When she gets home, the hunger hits — hard, in sudden crashes she cannot explain. She is on a diet, and her mother is watching. So, Isabella eats in secret. Not a cookie. The whole package. Fast. In the dark. Standing up. Listening for footsteps.
Then the guilt comes. Because if she is hiding, she must be doing something wrong. She must be the problem. The nutritionist told her: “You just need to eat less. Go swimming!”
Her mother takes her to an endocrinologist. Surely this one will find what is wrong. He orders lab work. The results come back normal. He prescribes oral contraceptives. The bleeding becomes regular. The acne begins to clear. The chart looks normal. Everyone moves on.
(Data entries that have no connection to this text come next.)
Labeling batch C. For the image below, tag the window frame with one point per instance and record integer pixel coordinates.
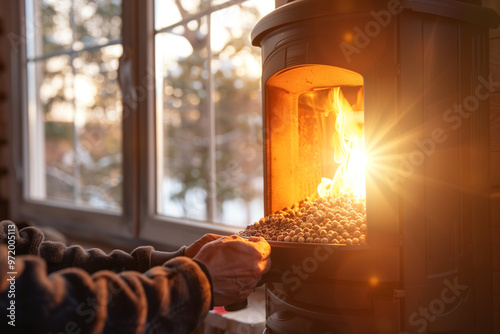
(138, 221)
(156, 227)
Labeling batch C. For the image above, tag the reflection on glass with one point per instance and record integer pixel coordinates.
(184, 130)
(74, 103)
(168, 12)
(236, 67)
(97, 22)
(210, 141)
(54, 19)
(99, 109)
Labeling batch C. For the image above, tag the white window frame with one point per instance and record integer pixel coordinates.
(139, 222)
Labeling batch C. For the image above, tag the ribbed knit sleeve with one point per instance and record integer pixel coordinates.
(172, 298)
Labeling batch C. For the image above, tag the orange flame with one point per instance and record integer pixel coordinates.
(348, 143)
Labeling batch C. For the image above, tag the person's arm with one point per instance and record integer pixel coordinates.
(30, 241)
(173, 298)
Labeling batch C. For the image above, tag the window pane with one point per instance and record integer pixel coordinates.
(99, 109)
(168, 12)
(183, 115)
(209, 148)
(96, 22)
(74, 115)
(48, 26)
(236, 66)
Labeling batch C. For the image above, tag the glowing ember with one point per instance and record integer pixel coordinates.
(348, 142)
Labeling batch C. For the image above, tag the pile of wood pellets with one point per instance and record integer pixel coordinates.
(330, 220)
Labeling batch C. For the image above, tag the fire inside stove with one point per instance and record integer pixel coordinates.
(316, 137)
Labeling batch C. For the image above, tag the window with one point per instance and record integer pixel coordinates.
(143, 118)
(74, 103)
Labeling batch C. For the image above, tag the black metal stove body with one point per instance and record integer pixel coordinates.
(423, 67)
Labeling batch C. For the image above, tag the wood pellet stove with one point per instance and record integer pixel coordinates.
(412, 80)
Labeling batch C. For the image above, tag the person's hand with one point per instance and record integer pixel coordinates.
(195, 247)
(235, 266)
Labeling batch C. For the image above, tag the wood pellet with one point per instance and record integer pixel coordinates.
(330, 220)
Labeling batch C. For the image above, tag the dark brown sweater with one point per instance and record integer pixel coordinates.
(53, 288)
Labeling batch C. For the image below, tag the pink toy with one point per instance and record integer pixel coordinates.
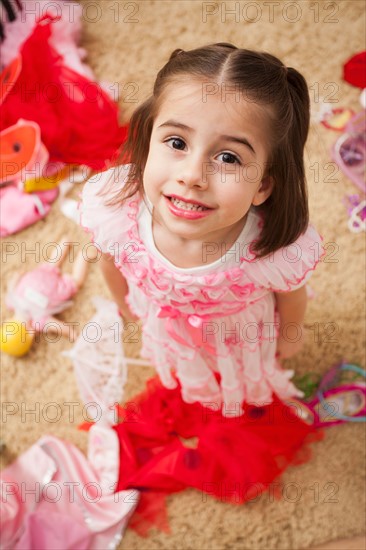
(39, 295)
(349, 151)
(51, 498)
(100, 368)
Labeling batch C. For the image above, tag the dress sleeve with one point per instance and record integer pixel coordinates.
(107, 224)
(290, 267)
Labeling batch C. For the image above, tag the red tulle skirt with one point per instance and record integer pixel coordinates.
(78, 120)
(233, 459)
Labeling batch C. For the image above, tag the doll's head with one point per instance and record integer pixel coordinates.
(260, 86)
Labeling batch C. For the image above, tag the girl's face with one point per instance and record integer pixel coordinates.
(206, 162)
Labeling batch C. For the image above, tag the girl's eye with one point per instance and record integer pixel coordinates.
(176, 143)
(229, 158)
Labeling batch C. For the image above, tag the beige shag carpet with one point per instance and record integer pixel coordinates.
(127, 42)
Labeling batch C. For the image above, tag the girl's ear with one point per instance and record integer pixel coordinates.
(264, 191)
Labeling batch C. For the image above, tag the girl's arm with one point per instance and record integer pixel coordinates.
(291, 307)
(117, 285)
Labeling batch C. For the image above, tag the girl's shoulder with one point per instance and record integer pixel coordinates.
(108, 223)
(289, 267)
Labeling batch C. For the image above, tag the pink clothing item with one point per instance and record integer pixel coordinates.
(45, 530)
(219, 317)
(41, 293)
(52, 485)
(18, 209)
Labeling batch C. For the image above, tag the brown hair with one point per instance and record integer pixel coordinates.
(266, 81)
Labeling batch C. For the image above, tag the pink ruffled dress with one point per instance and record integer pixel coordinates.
(212, 327)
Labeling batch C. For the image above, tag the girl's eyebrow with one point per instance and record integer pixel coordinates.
(234, 139)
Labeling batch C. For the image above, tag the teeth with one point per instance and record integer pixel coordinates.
(187, 205)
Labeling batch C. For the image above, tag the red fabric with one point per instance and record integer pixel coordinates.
(78, 121)
(354, 70)
(236, 459)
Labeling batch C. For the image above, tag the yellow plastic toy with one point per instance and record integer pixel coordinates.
(15, 338)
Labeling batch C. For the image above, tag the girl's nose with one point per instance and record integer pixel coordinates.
(193, 172)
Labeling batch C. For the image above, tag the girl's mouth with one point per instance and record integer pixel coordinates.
(186, 210)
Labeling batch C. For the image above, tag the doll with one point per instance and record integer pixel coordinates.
(37, 296)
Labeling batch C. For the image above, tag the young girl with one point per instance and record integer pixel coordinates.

But Isabella does not move on. The weight increases. The hunger crashes worsen. A sadness settles in permanently. She survives — because she tells herself this is what life must be like for everyone.
Seven years pass. Isabella is twenty-two. She walks into a different doctor’s office. And this doctor does something no one has done in seven years.
She does not manage. She does not refer. She investigates. She orders tests no one has ordered before. She tests how Isabella’s body processes sugar. She measures a hormone no previous doctor had thought to check.
The results explain everything. Insulin resistance — an atypical form the standard tests had missed. Hormonal imbalance. PCOS. Seven years of symptoms. One diagnosis.
The treatment: metformin. Spironolactone. Simple. Affordable. Available in any pharmacy in the world.
In one year, Isabella loses thirty-four pounds. No extreme diet. No surgery. Her skin clears. The hair normalizes. She looks in the mirror and sees someone she has never met.
-In medicine, we are taught that symptoms are clues. A fever tells you about infection. We do not treat a fever by turning off the thermometer. And yet — when it comes to women’s reproductive health, this is often done.
A woman comes in with an irregular cycle, with pain, with mood changes. The question her doctor asks is: how do we restore a regular bleeding pattern? The answer, overwhelmingly, is hormonal intervention. The symptoms disappear. The chart looks normal. Everyone moves on.